There is no need to sell Guyana’s share of profit oil directly. The share should be sold by the operator and should fetch the same price as the operator’s share. The price garnered for ExxonMobil’s share will be declared publicly to its shareholders and is a transparent, trusted and audited process. ExxonMobil cannot and will not lie to its owners (shareholders) and is closely monitored by capable institutions such as the US Securities and Exchange Commission (SEC). The same cannot be said for the process outlined by David Granger’s Department of Energy (DE).
The DE is being facetious when it suggested that “The short-term first phase beginning this week will focus on setting national benchmarks for selling Guyana’s portion of its crude in the future”. One, the benchmark will be set by the sale of the oil lifted before our turn comes and two, each batch of oil is quality tested and sold according to those results.
The DE confirmed that “Selected companies are invited to bid to buy Guyana’s product in the very short term”. The obvious question is why? Oil is sold on the world market daily, there is no advantage to pre-selling oil of unknown (but expected to be very high) quality. Should we, for example, accept a price US$2 higher than Brent Crude per barrel, it would seem a good deal unless the quality is higher and the world market price would be Brent plus US$8. In such a scenario, Guyana would have lost US$18 million due to undue haste. Given the present ravaged state of the Treasury, it is a risk we can ill-afford to take.

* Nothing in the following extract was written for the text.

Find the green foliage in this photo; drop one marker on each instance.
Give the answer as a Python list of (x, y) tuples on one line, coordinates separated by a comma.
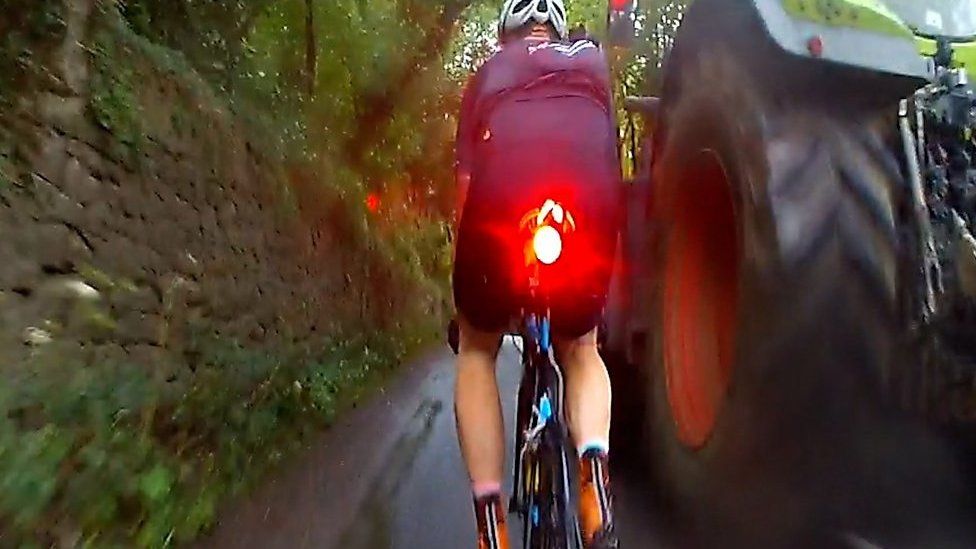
[(114, 104), (106, 454), (28, 30)]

Then there is the issue of “selected companies”, the DE stated that “This strategy was employed upon serious consideration of advice given by an international team external to the DE”. The DE gave us titles of persons but significantly fails to name anyone. The DE gave us a lengthy three-point explanation of the ‘logic’ employed in reaching the decision to adopt a self-described “novel approach” – an examination of the three points is revealing.

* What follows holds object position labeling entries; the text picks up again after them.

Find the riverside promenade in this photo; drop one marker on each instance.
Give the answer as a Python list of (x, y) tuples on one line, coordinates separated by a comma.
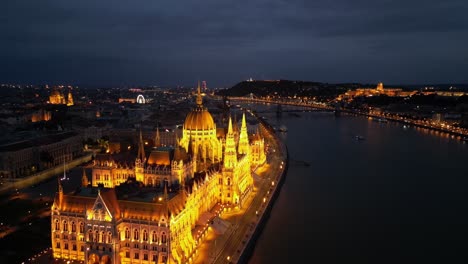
[(232, 235)]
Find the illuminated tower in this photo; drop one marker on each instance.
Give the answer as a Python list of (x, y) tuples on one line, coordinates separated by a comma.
[(200, 130), (140, 161), (230, 154), (157, 139), (204, 86), (228, 179), (70, 99), (243, 137), (84, 179)]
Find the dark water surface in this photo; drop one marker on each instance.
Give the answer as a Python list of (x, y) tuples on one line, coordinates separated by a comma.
[(398, 196)]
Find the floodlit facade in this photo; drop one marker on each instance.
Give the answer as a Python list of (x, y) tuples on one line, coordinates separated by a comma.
[(151, 211)]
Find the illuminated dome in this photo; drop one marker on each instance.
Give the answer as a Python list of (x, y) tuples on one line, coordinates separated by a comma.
[(199, 119)]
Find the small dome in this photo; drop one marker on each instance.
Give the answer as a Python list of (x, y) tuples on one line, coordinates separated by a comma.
[(199, 119)]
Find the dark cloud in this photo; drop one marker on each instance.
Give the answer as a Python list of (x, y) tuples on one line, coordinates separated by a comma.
[(178, 42)]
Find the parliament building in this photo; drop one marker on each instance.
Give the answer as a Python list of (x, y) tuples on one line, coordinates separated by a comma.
[(150, 210)]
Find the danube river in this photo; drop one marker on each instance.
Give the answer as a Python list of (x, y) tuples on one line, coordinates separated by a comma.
[(399, 195)]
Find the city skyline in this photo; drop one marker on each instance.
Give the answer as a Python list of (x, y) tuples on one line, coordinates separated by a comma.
[(155, 43)]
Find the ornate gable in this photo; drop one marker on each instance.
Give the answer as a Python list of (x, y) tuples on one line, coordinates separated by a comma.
[(100, 210)]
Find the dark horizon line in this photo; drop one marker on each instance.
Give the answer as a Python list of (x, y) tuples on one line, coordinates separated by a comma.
[(110, 85)]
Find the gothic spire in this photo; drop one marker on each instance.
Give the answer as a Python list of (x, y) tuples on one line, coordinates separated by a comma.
[(230, 126), (199, 99), (141, 148), (244, 125), (84, 179), (157, 140)]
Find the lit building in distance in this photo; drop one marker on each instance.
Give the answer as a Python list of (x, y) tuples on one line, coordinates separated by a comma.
[(151, 210), (57, 97), (379, 90)]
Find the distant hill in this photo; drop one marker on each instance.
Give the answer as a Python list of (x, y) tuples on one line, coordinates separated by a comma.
[(287, 88)]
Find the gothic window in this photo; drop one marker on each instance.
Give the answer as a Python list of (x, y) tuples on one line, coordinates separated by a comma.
[(127, 233), (109, 237), (136, 234)]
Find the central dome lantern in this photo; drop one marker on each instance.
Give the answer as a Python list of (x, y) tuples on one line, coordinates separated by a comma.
[(199, 118)]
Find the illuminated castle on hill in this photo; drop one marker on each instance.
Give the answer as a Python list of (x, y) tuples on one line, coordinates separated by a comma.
[(150, 211), (57, 97)]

In point one, the DE said the quality of the crude is not yet known. This is patently false; ExxonMobil has signalled that the crude is expected to be higher than the benchmark Brent. However, each shipment of oil is graded onboard the FPSO rigorously, oil companies do not buy or sell ‘pig in bag’. Any sale before testing is going to be below real value as companies will claim ‘risk’. Absolute hogwash!

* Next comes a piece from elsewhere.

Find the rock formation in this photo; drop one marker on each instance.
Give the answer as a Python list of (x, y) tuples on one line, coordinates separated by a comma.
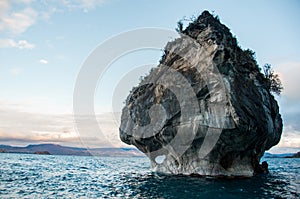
[(205, 109)]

Point two states “The DE has been advised, by the Crude Marketing Specialist, that in order to take Guyana through this limited short-term phase, a few high-quality IOCs with a global refining footprint and integrated oil value chains would be best given an opportunity to support the DE during this incubation and launching phase”. Guyana needs to get the best possible price for its share of profit oil, what it seems to have gotten is high-priced ‘con-sultants’. Keep it simple stupid should be a mantra over at the DE; it seems they are easily confused or misled. Is Kevin Granger an advisor on the ‘international team’? is it a team or a gathering of cronies?
Point three of the DE’s response states “Guyana’s main incentive in taking this approach is to establish a norm in terms of quality standard and quantity availability so as to prevent any possible down-pricing”. Again, if or quality is low, it will be tested before lifting and priced according to world prices, same if it is high, every shipment will be tested and priced this way, in a very open and transparent process. That is unless we deviate from the norm during the ‘face-to-face’ meetings.
The DE asserted that there is no untoward motive hidden in the request for face-to-face meetings and then, only with ‘selected’ companies, but I would suggest that when men with guns and masks are in our house, Guyanese do not have to wait to be robbed to know that they are bandits. We also know ‘salla-walla’ when we see it.